Recently the media has been abuzz about the fact that over 180 applicants have placed an application to receive a state-authorized license to open a medical cannabis dispensary in Massachusetts, which are legal thanks to an initiative approved by voters last year. What many aren’t talking about, is how unfair the application process is.
Of these 180 applicants, only 35 will receive a license. To decide which of the 35 will be the recipients, the state’s Department of Health has separated the application process into two steps; the first being the initial application and fee: If the application is approved, it will move on to the second phase, where a panel will consider each application to decide whether or not the the filer should receive a license. Here’s where the absurdity kicks in; regardless of whether or not the applicant is eventually approved for a license, they must pay $30,000 to go through the second phase of the application process. The fee is entirely, 100% nonrefundable.
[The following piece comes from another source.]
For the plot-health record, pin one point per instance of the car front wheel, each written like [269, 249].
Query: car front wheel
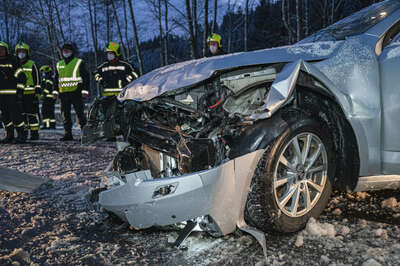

This – and it really doesn’t need much explaining why – is ridiculous, unfair, and serves no point but to needlessly limit the majority of people, putting the industry almost entirely in the hands of the rich, who will be the only ones able to put down $30,000 knowing there’s a considerable chance it will simply disappear forever, with nothing in return to show for it.
Once accepted, dispensaries must pay a $50,000 a year “registration fee” in order to stay in business, which is a cost that will almost certainly result in an increased price of medicine for patients.
We urge advocates in Massachusetts to contact their Department of Health, and contact their district’s legislators, urging them to do four things; reduce the $50,000 a year registration fee, open up the application process as to allow more than 35 dispensaries, remove the nonrefundable part of the application process, as well as reduce the cost of it substantially.
This may be a lot at once, but with enough support, these are reasonable changes that can be made.
At the very least, advocates across the country in states that have yet to pass medical cannabis laws should make sure to fight against similarly restrictive fees.